A further slowing in growth
NAB expects the fourth successive 50bps interest rate increase to be announced on Tuesday as the RBA moves policy back to a more neutral level.
A busy week in Australia, with Q2 GDP, the RBA’s September Board Meeting and the NAB/Anika Foundation Speech by the RBA Governor on Thursday (link for customers to attend at the end of the main article). NAB expects the fourth successive 50bps interest rate increase to be announced on Tuesday as the RBA moves policy back to a more neutral level. Thereafter, we expect smaller 25bps increments in cash rates as rates move above neutral into a slightly restrictive setting of 2.85% by November, at which time we expect the RBA to hold rates at least until February, as it assesses the impact of previous tightening, given the known lags in policy.
While GDP is forecast by the market to have grown 1% in Q2 (NAB +0.7%), the data is very dated given the significant policy tightening in June, July, August and in prospect tomorrow. Much more interest will be in the Governor’s Inflation and the Monetary Policy Framework Speech on Thursday. Here we’d expect the Governor to remain hawkish/committed to doing whatever it takes to return inflation to the target band, but to remind that Australia’s flexible inflation target means the RBA will seek to do that over a period of time (1-2 years) rather than extremely rapidly. That would seem wise given the significant uncertainties related to some of the effects of COVID, that continue to impact economies (for more details see our What to Watch publication).

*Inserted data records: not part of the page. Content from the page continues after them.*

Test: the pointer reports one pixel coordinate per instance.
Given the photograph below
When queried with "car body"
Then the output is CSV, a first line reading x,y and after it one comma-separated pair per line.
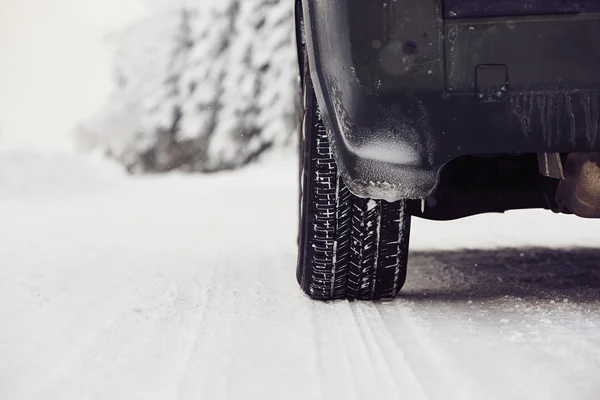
x,y
407,87
438,109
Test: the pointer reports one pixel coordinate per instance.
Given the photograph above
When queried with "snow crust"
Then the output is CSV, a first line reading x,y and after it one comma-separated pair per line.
x,y
183,287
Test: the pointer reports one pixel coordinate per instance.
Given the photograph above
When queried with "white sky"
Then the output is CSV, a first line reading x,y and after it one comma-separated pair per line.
x,y
55,65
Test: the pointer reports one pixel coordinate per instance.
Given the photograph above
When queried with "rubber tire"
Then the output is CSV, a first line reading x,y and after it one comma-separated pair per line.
x,y
349,247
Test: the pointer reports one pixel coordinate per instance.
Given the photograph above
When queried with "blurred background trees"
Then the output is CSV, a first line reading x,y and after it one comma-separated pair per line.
x,y
200,86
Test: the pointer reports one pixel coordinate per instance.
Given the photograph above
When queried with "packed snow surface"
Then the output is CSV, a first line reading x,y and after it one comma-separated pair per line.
x,y
183,287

In our feature piece, we outline how the economic outlook and business conditions are being shaped by COVID, Russia’s invasion of Ukraine and the resultant significant monetary policy response being enacted by central banks. While there have been some encouraging signs of a modest reduction in supply chain disruptions and goods pricing in the US, the energy shock from Russia’s invasion of Ukraine and tight labour markets, mean that it’s too early to expect a significant easing in services price pressures.
While the need to tighten policy is clear, it is still not clear the extent to which the supply shocks we have seen are permanent. And if they are, whether it will constrain the ability to produce goods and services without generating inflation. If these constraints exist, a prolonged period of demand growth being below potential may be needed as central bankers signalled at Jackson Hole, and no early easing in policy is likely.

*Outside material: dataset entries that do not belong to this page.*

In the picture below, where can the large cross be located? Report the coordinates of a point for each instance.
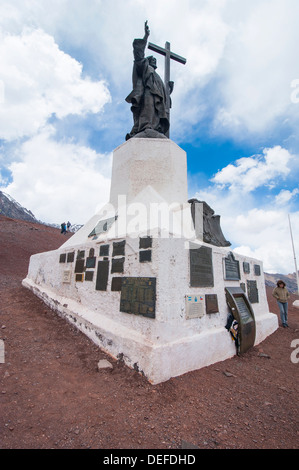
(168, 55)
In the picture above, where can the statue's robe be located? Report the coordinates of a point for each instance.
(148, 97)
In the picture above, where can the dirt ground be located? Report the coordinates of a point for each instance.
(53, 396)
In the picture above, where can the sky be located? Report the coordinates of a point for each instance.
(66, 69)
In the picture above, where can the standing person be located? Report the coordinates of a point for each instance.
(63, 228)
(282, 296)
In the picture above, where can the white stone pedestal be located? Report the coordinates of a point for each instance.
(172, 342)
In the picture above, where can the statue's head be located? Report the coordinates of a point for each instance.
(152, 61)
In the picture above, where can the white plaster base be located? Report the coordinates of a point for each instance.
(147, 171)
(157, 360)
(167, 346)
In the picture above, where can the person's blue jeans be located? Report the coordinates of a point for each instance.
(283, 308)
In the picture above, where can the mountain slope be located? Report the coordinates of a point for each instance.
(9, 207)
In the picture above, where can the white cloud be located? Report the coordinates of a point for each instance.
(285, 196)
(265, 235)
(259, 67)
(252, 172)
(39, 80)
(59, 180)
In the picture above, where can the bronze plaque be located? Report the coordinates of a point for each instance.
(246, 267)
(145, 256)
(116, 283)
(138, 296)
(104, 250)
(119, 248)
(79, 267)
(80, 254)
(253, 293)
(145, 242)
(102, 275)
(91, 262)
(232, 268)
(257, 270)
(117, 265)
(70, 257)
(211, 304)
(242, 312)
(243, 286)
(89, 275)
(201, 267)
(62, 258)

Central banks will need to be careful not to overtighten given the lags in monetary policy. And businesses, similarly, will need to consider inventory levels as the aggressive monetary policy tightening being implemented should see further moderation in demand – especially for the interest-sensitive sectors of the economy such as housing and durable goods – which should further assist in reducing supply chain disruptions and elevated freight and goods pricing.
But given tight labour markets and the ongoing flow through of elevated energy prices globally, a more general easing in inflationary pressures is more likely to be a 2023 story, than to be significantly evident in the published data this year. In this context we remain sceptical of markets pricing in interest rate cuts in 2023.